Мама присела на мгновение, потом встала, подошла к окну и позвала. Он слушал, как она опять и опять зовет и зовет:

– Дуглас, Дуглас, ах, Дуг! Дуууглааас!

Ее зов уплывал в теплую летнюю тьму и не возвращался. Эхо оставалось безучастным.

Дуглас. Дуглас. Дуглас.

Дуглас!

Он сел на пол, и холодок, пробежавший по Тому, не был сродни мороженому, зиме, летней жаре. Он заметил, что мама помаргивает. Ее фигура выражала нерешительность, волнение. И все такое прочее.
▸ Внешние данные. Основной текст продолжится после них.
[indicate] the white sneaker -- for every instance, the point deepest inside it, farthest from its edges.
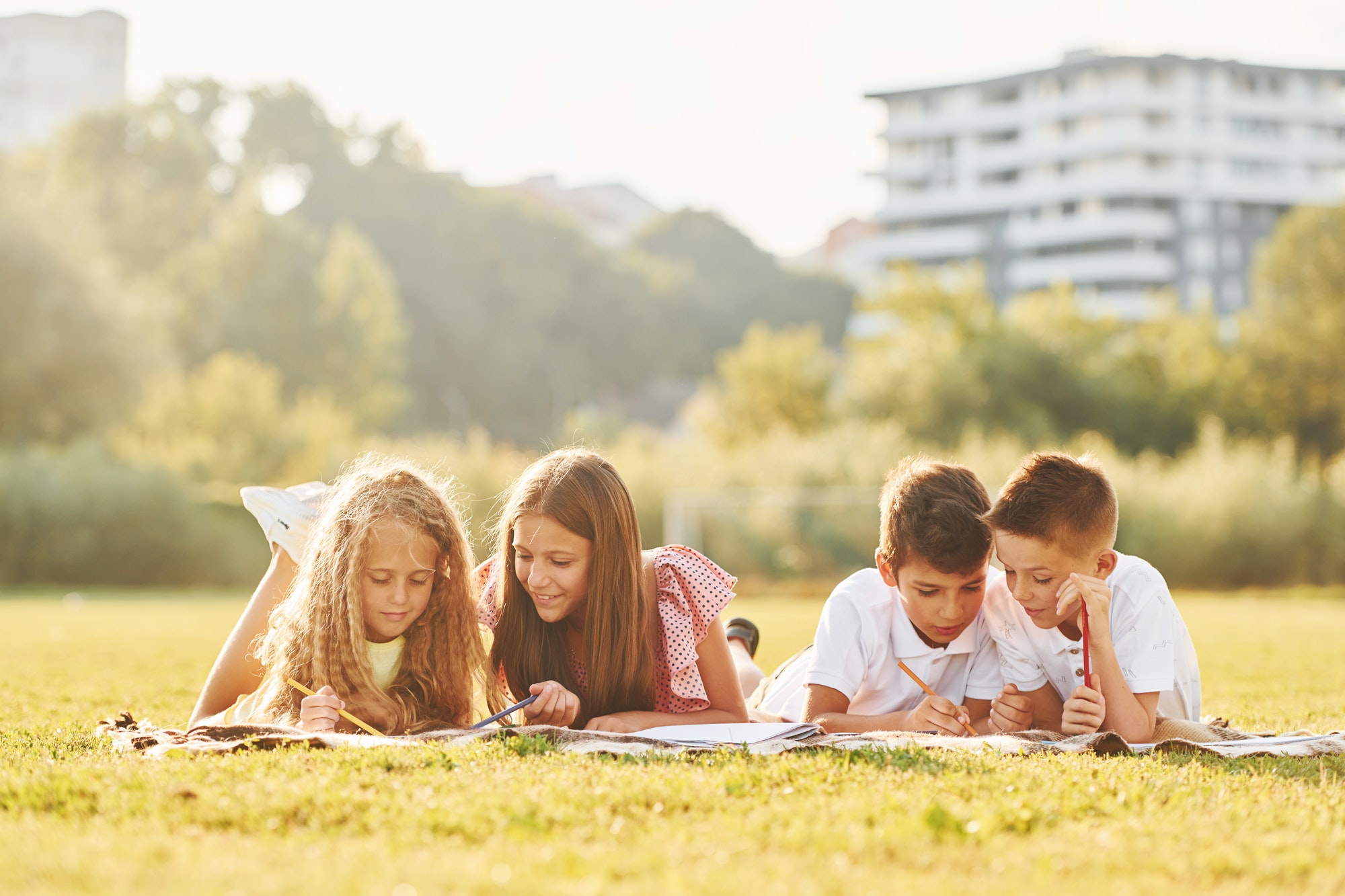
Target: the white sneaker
(287, 516)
Она отворила москитную сетку. Выйдя навстречу ночи, она спустилась по ступенькам и вышла на тротуар под кустом сирени. Он прислушивался к ее шагам.

Она снова позвала.

Тишина.

Она позвала еще два раза. Том сидел в комнате. В любой момент Дуглас откликнется с того конца длиннющей узкой улицы:

– Мама, все в порядке! Мама! Мама!

Но он не откликался. Две минуты Том сидел, глядя на приготовленную постель, на притихшее радио, молчащий патефон, на люстру с тихо светящимися хрустальными веретенами, на ковер с алыми и лиловыми завитками. Он пнул пальцем ноги кровать, нарочно, посмотреть, будет ли больно. Было больно.

Открываясь, москитная сетка застонала, и мама сказала:

– Том, давай пройдемся.

– Куда?

– По кварталу. Пошли.

Он взял ее за руку. Вместе они прошли Сент-Джемс-стрит. Бетон под ногами был все еще теплым, и сверчки стрекотали громче в темнеющей тьме. Они дошли до угла, повернули и зашагали к Западному оврагу.
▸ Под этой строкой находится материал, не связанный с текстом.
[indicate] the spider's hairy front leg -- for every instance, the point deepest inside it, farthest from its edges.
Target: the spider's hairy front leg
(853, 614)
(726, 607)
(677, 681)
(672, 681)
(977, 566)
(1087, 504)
Где-то вдали, сверкнув фарами, проплыл автомобиль. Вокруг царили полнейшая безжизненность, кромешная тьма и оцепенение. Позади то тут, то там, где еще не спали, маячили квадратики света. Но в большинстве домов уже погасили свет и уснули, оставались несколько затемненных мест, где обитатели жилищ вели приглушенные ночные разговоры на верандах. Проходя мимо, можно было услышать скрип качелей.

– Где же твой папа? – сказала мама.

Ее большая рука сжала его маленькую руку.
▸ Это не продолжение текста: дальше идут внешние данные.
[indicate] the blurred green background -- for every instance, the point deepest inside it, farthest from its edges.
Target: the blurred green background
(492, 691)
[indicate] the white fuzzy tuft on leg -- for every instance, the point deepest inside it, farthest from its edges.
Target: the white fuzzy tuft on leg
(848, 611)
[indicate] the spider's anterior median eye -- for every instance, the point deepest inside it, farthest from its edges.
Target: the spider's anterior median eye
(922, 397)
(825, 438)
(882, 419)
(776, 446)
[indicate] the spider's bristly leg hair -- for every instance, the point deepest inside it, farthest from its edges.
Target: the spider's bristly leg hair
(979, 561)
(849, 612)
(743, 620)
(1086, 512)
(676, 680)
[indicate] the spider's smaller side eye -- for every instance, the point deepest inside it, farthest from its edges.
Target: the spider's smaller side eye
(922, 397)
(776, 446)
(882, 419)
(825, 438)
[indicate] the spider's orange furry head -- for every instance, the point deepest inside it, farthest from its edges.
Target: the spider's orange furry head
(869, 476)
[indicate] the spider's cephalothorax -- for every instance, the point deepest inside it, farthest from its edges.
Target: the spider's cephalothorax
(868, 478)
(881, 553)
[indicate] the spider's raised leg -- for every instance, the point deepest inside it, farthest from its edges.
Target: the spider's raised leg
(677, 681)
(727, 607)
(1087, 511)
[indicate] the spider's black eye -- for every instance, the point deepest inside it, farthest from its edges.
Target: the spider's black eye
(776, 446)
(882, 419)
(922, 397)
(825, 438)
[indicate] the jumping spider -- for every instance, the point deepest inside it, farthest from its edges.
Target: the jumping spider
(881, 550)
– Ох и устрою я взбучку этому мальчишке! Неприкаянный опять рыщет по округе, убивает людей. Никто уже не чувствует себя в безопасности. Черт его знает, этого Неприкаянного, когда он объявится или где. Пусть только Дуг доберется до дому, я его до полусмерти исколошмачу.

Они прошагали еще один квартал и стояли возле черных очертаний немецкой баптистской церкви на углу Чапел-стрит и Глен-Рока. За церковью, в сотне ярдов, начинался овраг. Он учуял его запах – вонь канализации, прелой листвы и зеленой плесени. Широкий извилистый овраг рассекал город. Днем он был джунглями, а ночью его следовало обходить стороной, как частенько говаривала мама.

Близость немецкой баптистской церкви отнюдь не вселяла в него уверенность, потому что здание было темным, холодным и бесполезным, как груда развалин на краю оврага.

Ему минуло десять лет. Он мало знал о смерти, ужасе или страхе. Смерть для него олицетворяла восковая фигура в гробу, когда ему было шесть лет и скончался прадедушка, похожий на большого павшего грифа, тихий, отстраненный, больше не призывающий его быть послушным мальчиком, больше не отпускающий метких замечаний о политике. Смерть – это его маленькая сестренка однажды утром, когда ему было семь лет; он проснулся, заглянул в ее колыбельку и увидел взгляд ее слепых, остекленевших голубых глаз. Потом пришли мужчины с плетеной корзинкой и унесли ее. Смерть – это ее высокое детское кресло, когда он стоял рядом спустя четыре недели и вдруг осознал, что она никогда уже не будет в нем сидеть, смеяться и плакать и вызывать в нем ревность своим появлением на свет. Вот чем была смерть. А еще смертью был Неприкаянный, невидимка, гуляющий или стоящий за деревьями, выжидающий где-то за городом, чтобы нагрянуть один или два раза в году в город, на эти улицы, в неосвещенные места, чтобы убить одну, две, три женщины за последние три года. Вот что значила для него смерть…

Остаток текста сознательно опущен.